The development of the Nazi oligarchy was almost exclusively a reflection of the decadent mind and machinations of Adolph Hitler. Cunning and deception served as a shield, masterfully covering his personal hatred and resentments which would, in time, codify into national policy. In Vienna, he had been influenced by the Mayor, Karl Lueger. His desire was to maintain a Catholic-German dominated monarchy. Anti- Semitism was central to this goal and Hitler was particularly intrigued by this strategy.

After the signing of the Armistice, Hitler began to analyze Germany’s defeat, and in his malevolent thought process, began to connect the defeat with covert plotting of Jewry. Well on his way to developing a hatred for Marxism as well, he then associated communists with Jews, something he called ‘the Jewish Doctrine of Marxism’. Much of the development of his rabid anti-Semitism was kept to himself. He became obsessed with the idea of an eternal struggle between two hostile forces. The ‘Aryan’ represented a wandering creative angelic force; ‘the Jew,’ a counter force he viewed as Satanic. The survival of the planet was hanging in the balance. In his paranoia he saw the Jews as being engaged in a conspiracy to achieve global domination. Reflecting on his earlier time in Vienna, he later would write:

“Vienna appeared to me in different light than before. Wherever I went, I began to see Jews, and the more I saw, the more sharply they became distinguished in my eyes from the rest of humanity. In a short time I was made more thoughtful than ever by my slowly rising insight into the type of activity carried on by the Jews in certain fields. Was there any form of filth or profligacy, particularly in cultural life, without at least one Jew involved in it? If you cut even cautiously into such an abscess, you found, like a maggot in a rotting body, often dazzled by the sudden light – a little Jew.”

Post war Munich was fertile soil for the nourishment of such perfidious ideas. An army political indoctrination course was a platform to develop his oratorical skills.
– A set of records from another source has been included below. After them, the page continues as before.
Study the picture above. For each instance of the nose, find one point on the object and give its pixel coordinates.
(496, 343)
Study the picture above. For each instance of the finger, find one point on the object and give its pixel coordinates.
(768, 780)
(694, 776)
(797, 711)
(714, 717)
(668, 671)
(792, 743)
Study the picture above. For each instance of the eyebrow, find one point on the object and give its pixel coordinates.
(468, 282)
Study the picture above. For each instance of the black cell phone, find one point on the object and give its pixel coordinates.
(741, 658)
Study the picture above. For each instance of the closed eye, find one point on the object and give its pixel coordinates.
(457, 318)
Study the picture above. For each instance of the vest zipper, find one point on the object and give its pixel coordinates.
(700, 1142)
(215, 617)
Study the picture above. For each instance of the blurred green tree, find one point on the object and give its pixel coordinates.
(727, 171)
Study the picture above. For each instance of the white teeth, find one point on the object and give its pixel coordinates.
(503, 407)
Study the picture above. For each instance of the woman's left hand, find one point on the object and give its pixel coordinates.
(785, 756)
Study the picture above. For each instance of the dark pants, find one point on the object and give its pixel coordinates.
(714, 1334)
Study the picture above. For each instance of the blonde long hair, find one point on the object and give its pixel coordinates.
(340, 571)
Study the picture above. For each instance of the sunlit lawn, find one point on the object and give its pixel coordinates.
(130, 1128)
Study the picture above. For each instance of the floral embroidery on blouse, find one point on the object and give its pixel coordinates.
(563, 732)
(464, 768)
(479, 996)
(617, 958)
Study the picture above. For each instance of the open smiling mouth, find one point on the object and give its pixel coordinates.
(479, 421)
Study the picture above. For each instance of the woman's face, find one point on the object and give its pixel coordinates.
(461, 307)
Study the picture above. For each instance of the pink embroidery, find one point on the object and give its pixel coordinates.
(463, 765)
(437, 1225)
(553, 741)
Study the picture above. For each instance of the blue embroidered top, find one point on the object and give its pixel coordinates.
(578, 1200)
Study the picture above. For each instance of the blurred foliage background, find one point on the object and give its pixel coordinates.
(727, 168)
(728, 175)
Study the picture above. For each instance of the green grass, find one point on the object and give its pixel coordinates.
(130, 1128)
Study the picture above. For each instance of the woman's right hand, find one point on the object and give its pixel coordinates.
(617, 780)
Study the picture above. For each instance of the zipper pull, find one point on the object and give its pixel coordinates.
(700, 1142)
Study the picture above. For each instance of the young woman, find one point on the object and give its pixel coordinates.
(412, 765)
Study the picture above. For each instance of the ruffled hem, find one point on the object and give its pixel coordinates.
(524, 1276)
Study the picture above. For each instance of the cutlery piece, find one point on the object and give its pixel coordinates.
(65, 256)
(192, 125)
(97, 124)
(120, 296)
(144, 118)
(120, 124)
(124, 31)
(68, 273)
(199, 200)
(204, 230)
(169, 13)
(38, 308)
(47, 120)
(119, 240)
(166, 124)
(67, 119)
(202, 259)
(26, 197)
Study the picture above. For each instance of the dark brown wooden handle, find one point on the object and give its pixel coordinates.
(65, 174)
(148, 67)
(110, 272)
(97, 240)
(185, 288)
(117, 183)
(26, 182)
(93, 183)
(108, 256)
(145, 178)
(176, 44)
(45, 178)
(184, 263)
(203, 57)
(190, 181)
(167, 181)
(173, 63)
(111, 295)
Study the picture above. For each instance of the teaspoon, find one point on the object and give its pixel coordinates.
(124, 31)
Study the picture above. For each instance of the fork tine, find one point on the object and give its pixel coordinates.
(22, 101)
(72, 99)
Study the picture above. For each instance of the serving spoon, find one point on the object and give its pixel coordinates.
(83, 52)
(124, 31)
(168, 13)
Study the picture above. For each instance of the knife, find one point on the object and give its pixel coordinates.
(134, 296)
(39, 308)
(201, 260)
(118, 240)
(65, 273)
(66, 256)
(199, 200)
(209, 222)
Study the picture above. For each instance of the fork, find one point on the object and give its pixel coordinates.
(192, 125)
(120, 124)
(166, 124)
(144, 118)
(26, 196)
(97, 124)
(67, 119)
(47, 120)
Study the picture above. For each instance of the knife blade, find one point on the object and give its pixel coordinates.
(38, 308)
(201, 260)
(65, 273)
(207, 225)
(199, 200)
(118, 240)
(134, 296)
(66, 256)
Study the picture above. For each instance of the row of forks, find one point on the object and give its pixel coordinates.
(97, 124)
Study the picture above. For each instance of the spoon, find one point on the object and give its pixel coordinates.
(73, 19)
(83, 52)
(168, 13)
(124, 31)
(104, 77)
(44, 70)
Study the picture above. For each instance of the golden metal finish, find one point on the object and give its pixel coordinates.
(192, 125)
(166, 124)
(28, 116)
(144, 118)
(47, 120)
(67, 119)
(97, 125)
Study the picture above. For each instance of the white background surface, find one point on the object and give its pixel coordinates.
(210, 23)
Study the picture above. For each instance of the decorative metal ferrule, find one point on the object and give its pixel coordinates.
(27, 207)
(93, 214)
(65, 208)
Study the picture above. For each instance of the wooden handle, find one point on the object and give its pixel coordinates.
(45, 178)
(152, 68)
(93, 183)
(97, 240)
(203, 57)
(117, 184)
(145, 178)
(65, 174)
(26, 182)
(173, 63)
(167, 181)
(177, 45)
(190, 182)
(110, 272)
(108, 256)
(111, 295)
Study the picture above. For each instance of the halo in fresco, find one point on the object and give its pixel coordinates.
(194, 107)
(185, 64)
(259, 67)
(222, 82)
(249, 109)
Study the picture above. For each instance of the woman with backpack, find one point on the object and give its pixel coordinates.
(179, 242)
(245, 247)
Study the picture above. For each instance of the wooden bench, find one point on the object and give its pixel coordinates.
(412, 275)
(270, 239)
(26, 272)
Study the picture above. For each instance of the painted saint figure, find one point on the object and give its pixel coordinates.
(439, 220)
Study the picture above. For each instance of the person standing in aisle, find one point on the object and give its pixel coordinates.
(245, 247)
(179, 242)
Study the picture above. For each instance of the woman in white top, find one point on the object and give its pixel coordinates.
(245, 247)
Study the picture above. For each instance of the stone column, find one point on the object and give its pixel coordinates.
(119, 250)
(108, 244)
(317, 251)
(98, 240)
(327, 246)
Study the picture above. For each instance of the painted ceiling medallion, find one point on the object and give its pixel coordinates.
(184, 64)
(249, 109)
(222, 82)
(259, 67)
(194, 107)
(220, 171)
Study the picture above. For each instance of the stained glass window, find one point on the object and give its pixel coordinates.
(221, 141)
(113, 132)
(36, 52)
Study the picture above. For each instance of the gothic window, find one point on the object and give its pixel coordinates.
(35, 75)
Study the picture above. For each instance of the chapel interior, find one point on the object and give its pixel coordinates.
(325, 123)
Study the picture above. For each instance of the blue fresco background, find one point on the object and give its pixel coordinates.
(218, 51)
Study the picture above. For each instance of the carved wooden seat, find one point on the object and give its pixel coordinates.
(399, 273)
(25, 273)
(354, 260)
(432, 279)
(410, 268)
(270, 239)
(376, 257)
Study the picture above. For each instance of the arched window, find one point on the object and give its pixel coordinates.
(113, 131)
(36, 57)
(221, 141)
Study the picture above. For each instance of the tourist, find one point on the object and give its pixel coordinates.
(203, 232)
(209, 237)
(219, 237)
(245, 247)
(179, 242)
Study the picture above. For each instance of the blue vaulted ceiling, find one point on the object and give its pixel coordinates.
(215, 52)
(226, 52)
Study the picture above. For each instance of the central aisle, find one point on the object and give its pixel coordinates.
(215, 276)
Bavarian political life needed scrutiny and this became his first salaried job outside the military. He was attracted to one of the groups he was to monitor, and in September, 1919, he joined the German Worker’s Party (Deutsche Arbeiterpartic – DAP). By 1921, he had developed a significant influence with the membership. He was soon able to persuade the majority to abandon the committee-style leadership in favor of himself as ‘chairman.’ The DAP was also given a new name: The National Socialist German Worker’s Party (Nationalsozialistische Deutsche Arbeiterpartei – NSDAP). The final party name was an acronym for National and Sozialist – NAZI.

Hitler’s view of recent events was aggressively stressed at party meetings, namely that Germany’s defeat and economic problems were the result of international Jewry and Marxists. Most Germans were bitter about the Treaty of Versailles and angry with the resulting economic downturn. How quickly they had forgotten that they had supported the policies that had plunged their nation into a war of aggression. Now, just as quickly, they were buying into the deception about Jews and Marxists.

The new Nazi party quickly acquired a newspaper, then formed its own strong arm squad, the Storm Detachments or SA. By December 1923, the membership had grown to 55,000.

At year’s end, Hitler decided on a bold move and led an attempted coup in Munich. It failed and he and others were arrested and put on trial for treason. The trial and Hitler both drew national attention. He was convicted and given a five-year sentence of which he served only ten months. While in prison, he wrote most of Mein Kampf (my struggle), a narrative of his political awakening. The seeds of political hatred had been sown. Cultivation of those seeds would result in a cataclysm not experienced in the history of the world.